PAKAR Komunikasi dari Universitas Airlangga (Unair), Henri Subiakto berharap bahwa Mahkamah Konstitusi (MK) memberikan putusan yang adil terkait dengan sidang sengketa Pemilu yang sedang berlangsung.
Meskipun demikian, Henri sedikit pesimis. Ia menyebut adanya pertarungan kekuasaan politik yang tidak seimbang antara penguasa negara dan kekuatan politik yang menginginkan keadilan serta penegakan demokrasi.
“Hanya masyarakat sipil berperan sebagai penonton yang memberikan dukungan dan sorak sorainya hanya ada di media sosial dan grup WhatsApp. Sorakan mereka tidak terlalu mempengaruhi sidang, apalagi mengubah jalannya permainan,” kata Henri seperti dikutip dari unggahannya di X, Jumat (12/4/2024).

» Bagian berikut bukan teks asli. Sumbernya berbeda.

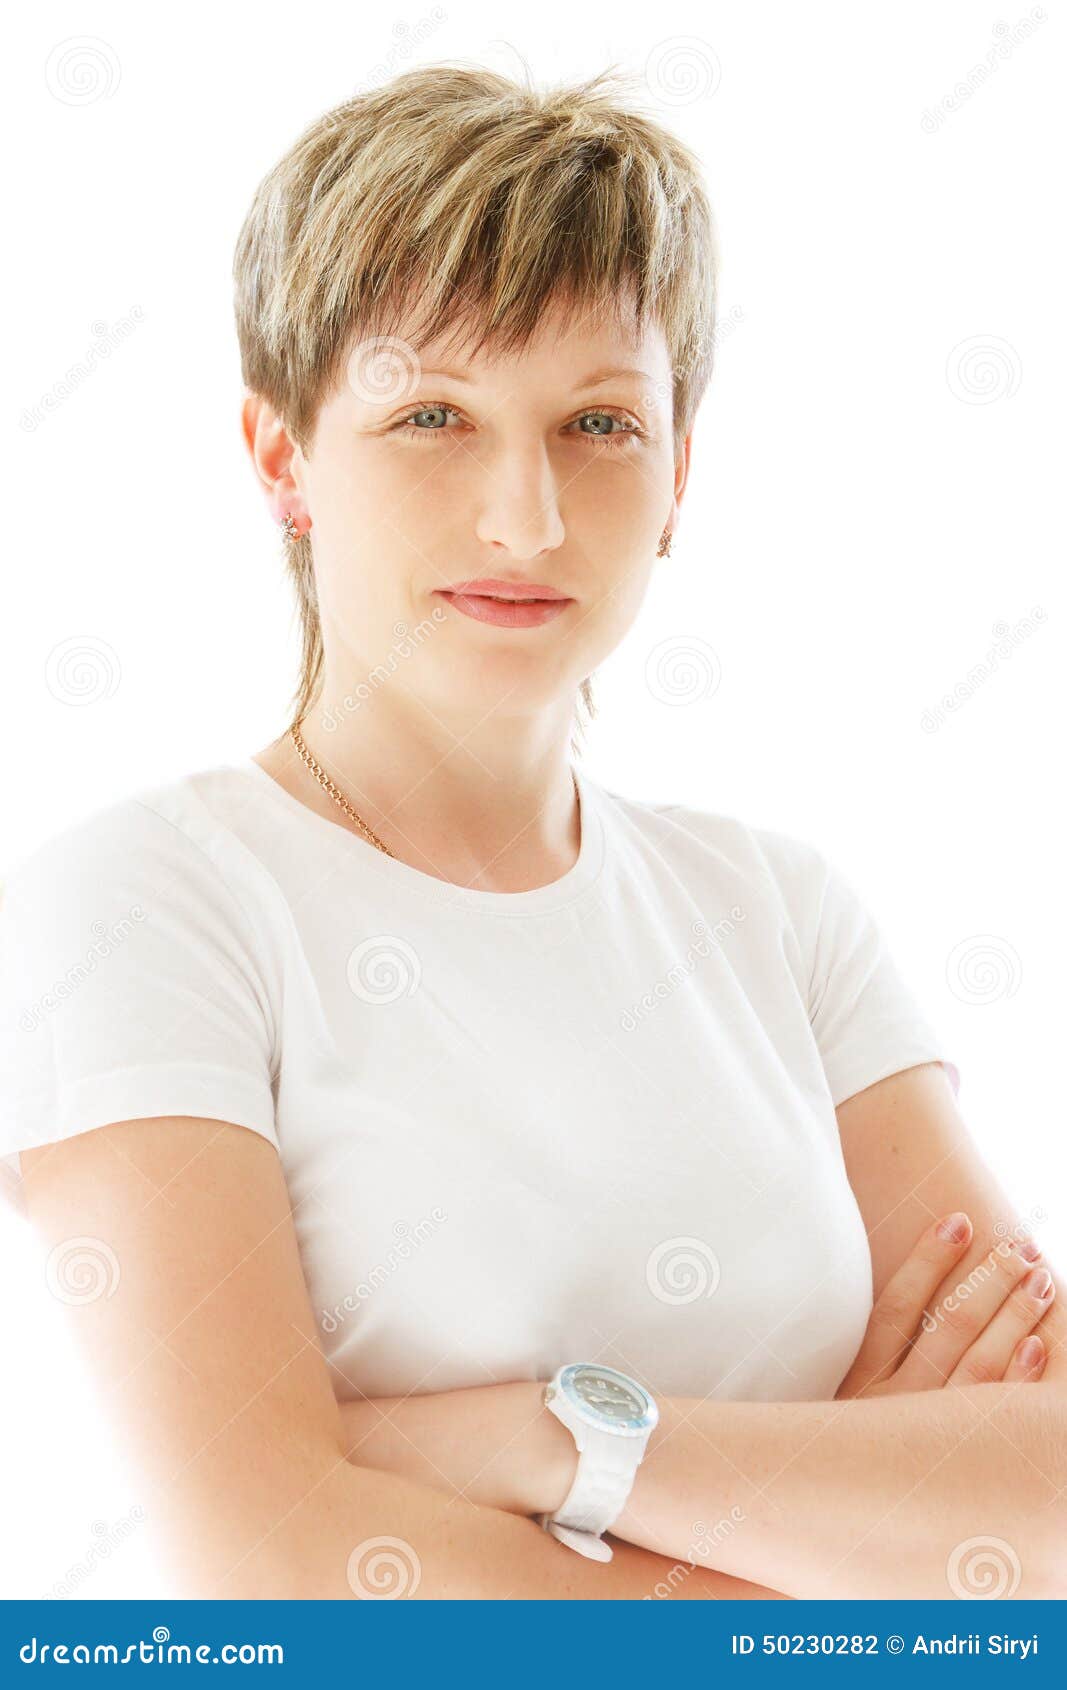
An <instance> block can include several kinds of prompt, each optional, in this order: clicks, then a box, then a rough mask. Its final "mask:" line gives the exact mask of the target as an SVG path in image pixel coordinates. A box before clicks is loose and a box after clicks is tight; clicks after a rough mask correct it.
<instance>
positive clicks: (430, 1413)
mask: <svg viewBox="0 0 1067 1690" xmlns="http://www.w3.org/2000/svg"><path fill="white" fill-rule="evenodd" d="M338 1406H340V1413H342V1425H343V1433H345V1450H347V1455H348V1460H350V1462H353V1464H357V1465H358V1467H364V1469H374V1470H375V1474H389V1475H397V1474H402V1475H404V1477H406V1479H408V1480H413V1482H416V1484H418V1486H430V1487H433V1489H436V1491H440V1492H441V1496H443V1497H448V1499H453V1501H457V1499H458V1501H460V1502H463V1501H467V1506H470V1502H472V1501H473V1502H477V1504H479V1509H477V1513H479V1514H480V1516H482V1514H489V1516H490V1519H509V1518H511V1519H512V1521H514V1523H516V1524H519V1526H521V1528H531V1531H533V1538H534V1550H531V1535H529V1531H524V1533H523V1536H521V1538H516V1546H512V1548H495V1550H490V1548H489V1540H485V1541H487V1555H490V1553H495V1555H497V1556H499V1555H506V1556H507V1562H506V1565H507V1573H509V1585H511V1589H509V1592H507V1594H511V1595H512V1597H519V1599H538V1597H541V1599H551V1597H556V1599H558V1597H560V1595H568V1594H570V1595H575V1597H582V1599H609V1600H619V1599H643V1597H649V1599H653V1600H656V1599H663V1597H670V1599H671V1600H695V1599H697V1600H700V1599H703V1600H749V1599H766V1600H785V1599H783V1595H781V1592H780V1590H773V1589H769V1587H768V1585H766V1584H761V1582H752V1580H747V1578H737V1577H734V1575H730V1573H725V1572H720V1570H719V1568H715V1567H712V1565H693V1563H692V1562H687V1560H678V1558H675V1556H663V1555H659V1553H656V1551H653V1550H649V1548H646V1546H643V1545H636V1543H626V1541H622V1540H614V1538H612V1550H614V1558H612V1560H610V1562H592V1560H585V1558H583V1556H580V1555H575V1551H573V1550H568V1548H566V1546H565V1545H561V1543H558V1541H556V1540H555V1538H551V1536H548V1535H546V1533H543V1531H541V1528H539V1526H536V1524H533V1521H531V1519H528V1518H516V1516H529V1514H533V1513H544V1511H548V1509H550V1507H555V1506H558V1502H561V1501H563V1497H565V1496H566V1491H568V1489H570V1480H572V1475H573V1465H575V1460H577V1457H575V1448H573V1440H572V1437H570V1433H566V1431H565V1430H563V1426H560V1421H558V1420H556V1418H555V1416H551V1415H548V1413H544V1409H543V1406H541V1386H539V1384H536V1382H528V1381H523V1382H517V1384H499V1386H475V1387H472V1389H460V1391H440V1393H428V1394H423V1396H406V1398H375V1399H369V1398H364V1399H358V1401H350V1403H340V1404H338ZM556 1491H558V1492H560V1494H558V1496H555V1492H556ZM546 1494H548V1501H544V1496H546ZM497 1511H502V1513H497ZM609 1536H612V1535H610V1533H609ZM519 1543H521V1545H523V1553H519V1550H517V1545H519ZM546 1550H548V1555H544V1551H546ZM572 1563H577V1565H572ZM561 1584H563V1587H565V1589H560V1585H561ZM484 1594H490V1592H484Z"/></svg>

Ketua Umum PDIP, Megawati Soekarnoputri telah menerbitkan tulisannya di Kompas pada 8 April lalu. Isinya mengingatkan MK sebagai lembaga penjaga konstitusi yang berpengalaman dan sempat mengalami masalah karena kemungkinan Gibran dicawapreskan.
“Apakah pesan Bu Mega tersebut mampu memengaruhi nurani para Hakim MK? Banyak yang merasa pesimis,” ujar Henri.
Menurutnya, ada beberapa faktor yang menjadi latar belakang hal tersebut. Salah satunya adalah karena partai politik yang dipimpin oleh Bu Mega terbukti gagal menggunakan nurani, yang seharusnya berperan sebagai pemimpin politik di Parlemen.
“Partai tersebut gagal dalam mengajukan Hak Angket yang seharusnya memiliki kekuatan untuk ‘mendorong’ Presiden daripada hanya mengandalkan MK semata,” tambahnya.
“Irrespective of the reasons for PDIP’s failure in Parliament, the potential for the next failure could also occur in MK,” tambahnya.
Menurutnya, itulah alasan kenapa Mega membuat tulisan tersebut. Karena jika PDIP gagal lagi, maka itu akan menjadi kekalahan ketiga bagi PDIP dari Jokowi dalam Pemilu 2024.